Puoi denunciare la sofferenza, le diseguaglianze presenti e crescenti per effetto dei cambiamenti e dei processi accelerati oppure puoi ricercare strade nuove da percorrere, quelle meno battute, come ad esempio il governare le trasformazioni cambiando gli stili di vita, suggerendo soluzioni e modi e, passando ad un livello diverso, affrontare la sfida dei beni comuni (Paul Samuelson) in un pensiero innovativo proprio perchè dettato dalla necessità del presente, ma soprattutto del futuro.
Hanno scritto di recente Dotti e Rapacci “Si tratta di superare la dicotomia pubblico/privato ancora dominante nel pensiero e nelle pratiche economico-politiche, per sviluppare un sistema che faccia spazio al “terzo pilastro”, all’economia civile, consentendo una coabitazione armoniosa e proficua tra tutti gli attori.

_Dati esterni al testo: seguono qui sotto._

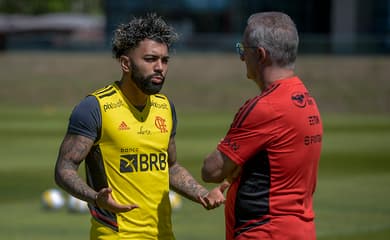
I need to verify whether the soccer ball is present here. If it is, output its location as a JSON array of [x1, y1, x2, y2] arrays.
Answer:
[[68, 195, 88, 213], [41, 188, 65, 210], [169, 191, 183, 210]]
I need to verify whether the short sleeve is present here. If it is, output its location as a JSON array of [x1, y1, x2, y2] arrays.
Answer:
[[67, 96, 102, 142], [169, 101, 177, 137]]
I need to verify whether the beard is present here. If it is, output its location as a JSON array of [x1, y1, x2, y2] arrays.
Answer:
[[130, 61, 165, 95]]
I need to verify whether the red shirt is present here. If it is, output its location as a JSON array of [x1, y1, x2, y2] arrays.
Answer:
[[218, 77, 322, 240]]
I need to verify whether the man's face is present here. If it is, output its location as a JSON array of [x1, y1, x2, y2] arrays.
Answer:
[[130, 39, 169, 95]]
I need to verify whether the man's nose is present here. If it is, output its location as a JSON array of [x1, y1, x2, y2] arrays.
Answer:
[[154, 60, 164, 72]]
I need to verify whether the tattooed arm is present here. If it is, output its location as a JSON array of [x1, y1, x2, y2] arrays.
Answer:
[[168, 138, 227, 209], [55, 134, 97, 204], [54, 134, 138, 212]]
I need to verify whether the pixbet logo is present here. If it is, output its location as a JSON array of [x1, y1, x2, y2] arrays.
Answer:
[[154, 116, 168, 133], [103, 100, 123, 112]]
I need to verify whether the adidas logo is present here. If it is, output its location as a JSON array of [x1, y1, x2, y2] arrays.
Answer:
[[118, 121, 130, 130]]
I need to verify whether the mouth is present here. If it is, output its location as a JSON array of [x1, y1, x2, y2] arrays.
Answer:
[[151, 75, 164, 84]]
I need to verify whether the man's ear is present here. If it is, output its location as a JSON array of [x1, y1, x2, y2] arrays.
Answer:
[[119, 55, 131, 72], [257, 47, 267, 63], [257, 47, 269, 64]]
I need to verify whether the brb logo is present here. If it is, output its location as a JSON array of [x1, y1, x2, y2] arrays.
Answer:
[[120, 153, 167, 173]]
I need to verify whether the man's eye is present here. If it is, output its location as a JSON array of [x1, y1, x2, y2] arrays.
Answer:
[[145, 57, 157, 62]]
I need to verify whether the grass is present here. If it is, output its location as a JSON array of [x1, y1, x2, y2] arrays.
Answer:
[[0, 107, 390, 240]]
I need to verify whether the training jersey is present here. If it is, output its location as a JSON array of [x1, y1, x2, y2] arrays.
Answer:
[[217, 77, 322, 240], [68, 83, 176, 239]]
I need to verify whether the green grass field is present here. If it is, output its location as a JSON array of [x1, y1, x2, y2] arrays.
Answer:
[[0, 107, 390, 240], [0, 52, 390, 240]]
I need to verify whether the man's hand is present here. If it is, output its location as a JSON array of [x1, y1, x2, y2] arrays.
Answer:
[[198, 181, 230, 210], [95, 188, 138, 213]]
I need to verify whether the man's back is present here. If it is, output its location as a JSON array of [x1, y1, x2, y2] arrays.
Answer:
[[218, 77, 322, 239]]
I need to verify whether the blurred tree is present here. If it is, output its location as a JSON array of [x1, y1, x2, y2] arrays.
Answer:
[[0, 0, 102, 15]]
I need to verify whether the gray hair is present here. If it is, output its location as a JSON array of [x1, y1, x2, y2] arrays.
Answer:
[[112, 13, 178, 59], [247, 12, 299, 69]]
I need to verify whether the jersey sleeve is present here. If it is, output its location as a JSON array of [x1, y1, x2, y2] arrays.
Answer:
[[169, 100, 177, 137], [217, 100, 279, 165], [67, 96, 102, 142]]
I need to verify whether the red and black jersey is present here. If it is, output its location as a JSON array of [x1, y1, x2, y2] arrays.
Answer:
[[218, 77, 322, 240]]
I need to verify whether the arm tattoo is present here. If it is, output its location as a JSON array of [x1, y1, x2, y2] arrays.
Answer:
[[55, 134, 96, 203], [169, 163, 208, 202]]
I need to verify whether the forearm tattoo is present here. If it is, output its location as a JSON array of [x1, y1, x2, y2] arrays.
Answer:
[[169, 163, 208, 202], [55, 135, 96, 202]]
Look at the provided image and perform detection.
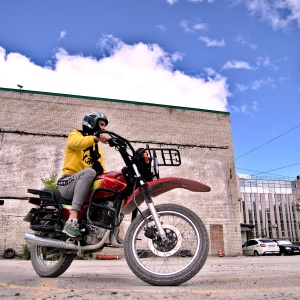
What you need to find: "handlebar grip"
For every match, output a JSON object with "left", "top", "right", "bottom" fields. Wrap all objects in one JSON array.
[
  {"left": 107, "top": 138, "right": 116, "bottom": 147},
  {"left": 94, "top": 131, "right": 102, "bottom": 137}
]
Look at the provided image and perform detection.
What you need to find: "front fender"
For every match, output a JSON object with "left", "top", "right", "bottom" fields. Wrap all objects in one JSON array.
[{"left": 121, "top": 177, "right": 210, "bottom": 215}]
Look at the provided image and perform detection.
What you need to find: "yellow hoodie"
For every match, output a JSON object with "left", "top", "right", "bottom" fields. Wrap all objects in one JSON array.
[{"left": 62, "top": 129, "right": 106, "bottom": 176}]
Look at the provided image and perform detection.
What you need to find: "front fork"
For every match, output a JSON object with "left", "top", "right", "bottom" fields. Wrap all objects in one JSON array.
[{"left": 133, "top": 165, "right": 169, "bottom": 245}]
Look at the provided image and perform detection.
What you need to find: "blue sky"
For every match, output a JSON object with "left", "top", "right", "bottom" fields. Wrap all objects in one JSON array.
[{"left": 0, "top": 0, "right": 300, "bottom": 178}]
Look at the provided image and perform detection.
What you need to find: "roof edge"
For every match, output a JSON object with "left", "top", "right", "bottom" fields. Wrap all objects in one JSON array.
[{"left": 0, "top": 87, "right": 230, "bottom": 115}]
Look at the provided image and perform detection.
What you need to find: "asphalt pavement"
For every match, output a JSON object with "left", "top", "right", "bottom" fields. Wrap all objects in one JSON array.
[{"left": 0, "top": 255, "right": 300, "bottom": 300}]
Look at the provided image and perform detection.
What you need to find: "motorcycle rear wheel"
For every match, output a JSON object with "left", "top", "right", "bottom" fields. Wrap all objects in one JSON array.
[
  {"left": 31, "top": 219, "right": 76, "bottom": 278},
  {"left": 124, "top": 204, "right": 209, "bottom": 286}
]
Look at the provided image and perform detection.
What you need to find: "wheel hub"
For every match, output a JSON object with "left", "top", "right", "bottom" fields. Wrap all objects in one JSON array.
[{"left": 148, "top": 224, "right": 182, "bottom": 256}]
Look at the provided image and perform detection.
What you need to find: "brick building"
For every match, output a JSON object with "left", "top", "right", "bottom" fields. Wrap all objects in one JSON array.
[{"left": 0, "top": 88, "right": 242, "bottom": 256}]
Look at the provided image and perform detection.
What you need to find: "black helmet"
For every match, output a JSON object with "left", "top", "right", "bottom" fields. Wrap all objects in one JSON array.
[{"left": 82, "top": 112, "right": 108, "bottom": 135}]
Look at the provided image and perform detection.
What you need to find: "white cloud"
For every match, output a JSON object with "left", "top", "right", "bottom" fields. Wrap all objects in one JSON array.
[
  {"left": 230, "top": 101, "right": 258, "bottom": 116},
  {"left": 222, "top": 60, "right": 253, "bottom": 70},
  {"left": 239, "top": 0, "right": 300, "bottom": 30},
  {"left": 198, "top": 36, "right": 225, "bottom": 47},
  {"left": 251, "top": 78, "right": 276, "bottom": 91},
  {"left": 156, "top": 25, "right": 167, "bottom": 32},
  {"left": 235, "top": 35, "right": 257, "bottom": 50},
  {"left": 59, "top": 30, "right": 67, "bottom": 40},
  {"left": 0, "top": 36, "right": 229, "bottom": 111},
  {"left": 179, "top": 20, "right": 208, "bottom": 33}
]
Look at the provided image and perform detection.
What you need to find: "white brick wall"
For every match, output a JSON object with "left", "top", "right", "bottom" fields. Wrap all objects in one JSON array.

Servono nuove forme di alleanza e mutualità, per ritessere legami sociali che si vanno allentando, lavorando sia sul lato della domande di tutela, attraverso il contrasto alla pura e semplice privatizzazione dei servizi, sia su quello dell’offerta, con il sostegno a nuove forme di ricomposizione del risparmio, dell’investimento e dell’assicurazione secondo basi neomutualistiche” (L’Italia di tutti – Dotti e Rapacci).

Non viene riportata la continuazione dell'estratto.